1. inital loading 2. regular updates -how do we delete data from system for example

cool framework btw..

Show replies

inboulder · 1 days ago
PageRank for better centrality seems neat, but it still doesn't address the probably unsolvable flaw with RAG, the reason why RAG basically can't work. All RAG DBs under-perform expectations because RAG fundamentally can't find relationships between words necessary to find the information the user cares about. Weird right, isn't this what the 'attention' mechanism is supposed to be good for? It just isn't good enough.

Example: Say you're searching an article and you want to know what occupation a mentioned person has, let's say the person 'Sharon,' is mentioned to have attended several physical chemistry conferences but her occupation is never explicitly mentioned. There's a very good chance every single rag approach will fail to return correct results, will fail to make this connection between 'occupation' attends conference, type of conference and infers 'chemist'. I could go on, but this sort of error is pervasive along all types of information when trying to retrieve with RAG. In the end, solutions like the above seem to just sort of reinvent other query methods, SQL, pagerank etc, with extra steps... there's little point in vectorization at that point...

Show replies

jillesvangurp · 2 days ago
Cool idea. IMHO traditional information retrieval is the way to go with RAG. Vector search is nice but also slow and expensive and people seem to use it as magic pixie dust. It works nice for unstructured data but not necessarily that well for structured data.

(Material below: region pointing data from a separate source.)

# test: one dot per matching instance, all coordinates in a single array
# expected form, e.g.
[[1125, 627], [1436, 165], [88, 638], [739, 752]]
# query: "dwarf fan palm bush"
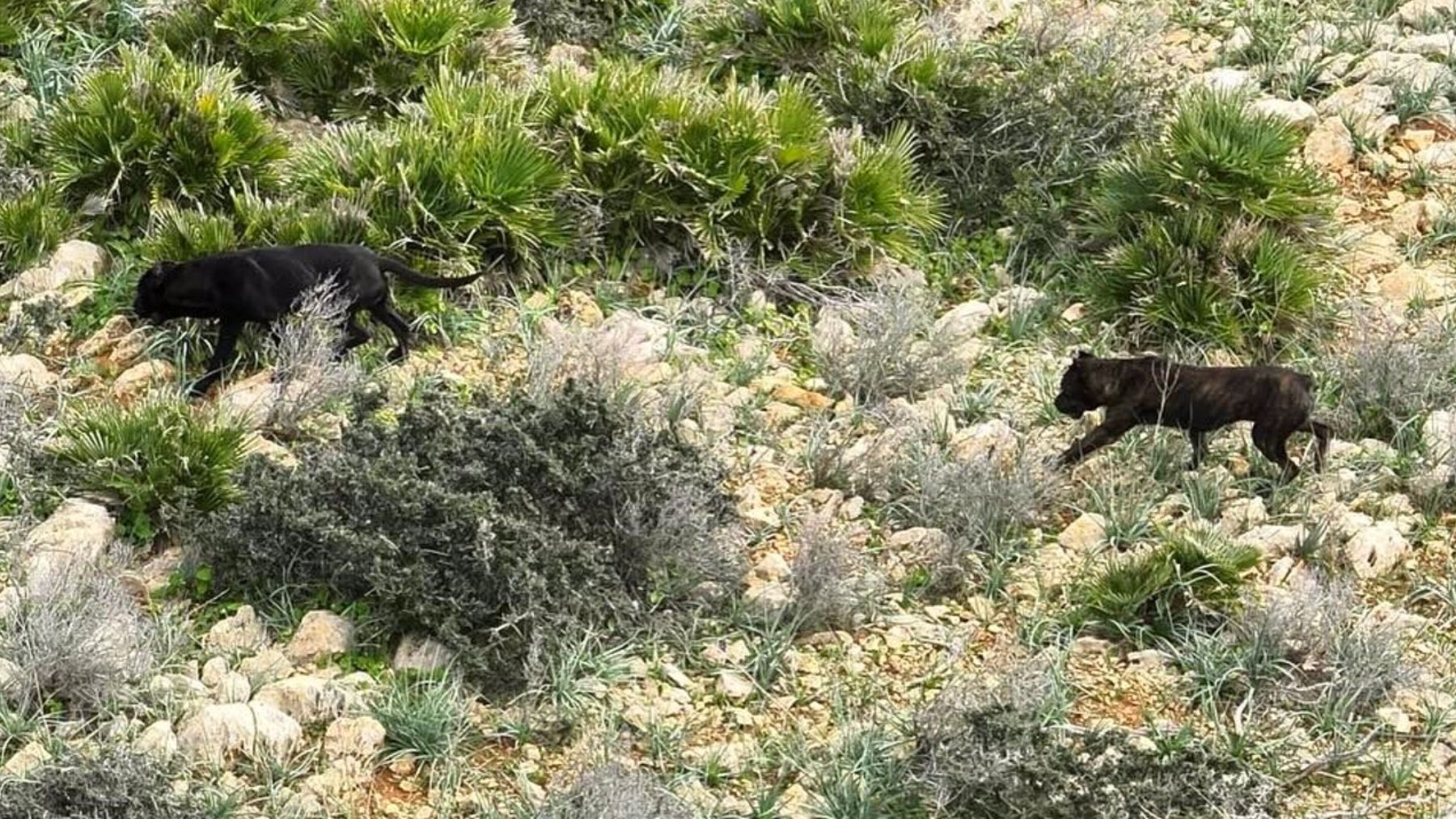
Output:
[[1208, 233], [156, 127]]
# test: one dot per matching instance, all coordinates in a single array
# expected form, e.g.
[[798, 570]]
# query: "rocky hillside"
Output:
[[728, 492]]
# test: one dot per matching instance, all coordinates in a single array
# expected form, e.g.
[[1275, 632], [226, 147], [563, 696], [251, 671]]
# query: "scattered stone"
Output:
[[142, 378], [358, 738], [1330, 145], [27, 760], [25, 373], [1295, 112], [238, 633], [1085, 534], [320, 635], [307, 700], [1376, 551], [220, 733], [417, 652], [158, 741]]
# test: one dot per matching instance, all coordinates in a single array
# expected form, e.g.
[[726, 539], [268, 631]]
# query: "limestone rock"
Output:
[[220, 733], [320, 635]]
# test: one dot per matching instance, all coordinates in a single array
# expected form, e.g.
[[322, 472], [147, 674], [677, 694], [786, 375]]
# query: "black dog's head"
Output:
[[1077, 396], [152, 303]]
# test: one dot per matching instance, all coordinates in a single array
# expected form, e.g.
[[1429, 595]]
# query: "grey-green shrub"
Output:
[[1208, 233]]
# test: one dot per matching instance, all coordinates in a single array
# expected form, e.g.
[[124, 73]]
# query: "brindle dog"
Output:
[[1194, 399]]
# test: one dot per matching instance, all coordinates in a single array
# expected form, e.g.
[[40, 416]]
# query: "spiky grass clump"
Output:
[[158, 129], [1208, 234], [1164, 589], [159, 456]]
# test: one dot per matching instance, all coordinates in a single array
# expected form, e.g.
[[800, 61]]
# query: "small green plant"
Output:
[[159, 456], [153, 129], [1158, 591], [1208, 233]]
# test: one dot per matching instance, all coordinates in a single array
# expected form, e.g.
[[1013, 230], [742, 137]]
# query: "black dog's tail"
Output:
[[409, 275], [1323, 435]]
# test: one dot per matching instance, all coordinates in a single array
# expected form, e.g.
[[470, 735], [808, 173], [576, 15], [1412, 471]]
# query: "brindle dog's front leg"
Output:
[[1107, 433]]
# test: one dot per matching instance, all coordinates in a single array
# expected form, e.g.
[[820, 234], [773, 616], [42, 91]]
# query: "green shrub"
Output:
[[1158, 591], [983, 757], [1206, 234], [159, 456], [159, 129], [345, 57], [31, 226], [114, 782], [494, 526]]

And unless tuned very well, vector search is not actually a whole lot better than a good old well tuned query. Putting everything together, the practice of turning structured data into unstructured data just so you can do vector search or prompt engineering on it, which I've seen teams do, feels a bit backwards. It kind of works but there are probably smarter ways to get the same results. Graph RAG is essentially about making use of structure of data. Whether that's through SQL joins or by querying some graph database doesn't really matter much.

There is probably some value into teaching LLMs how to query as well; or letting them interface with existing search/query APIs. And you can compensate for poor ranking with larger context sizes and simply fetch a few hundred or even more results with multiple queries. It's going to be a lot faster and cheaper than vector search to scale that.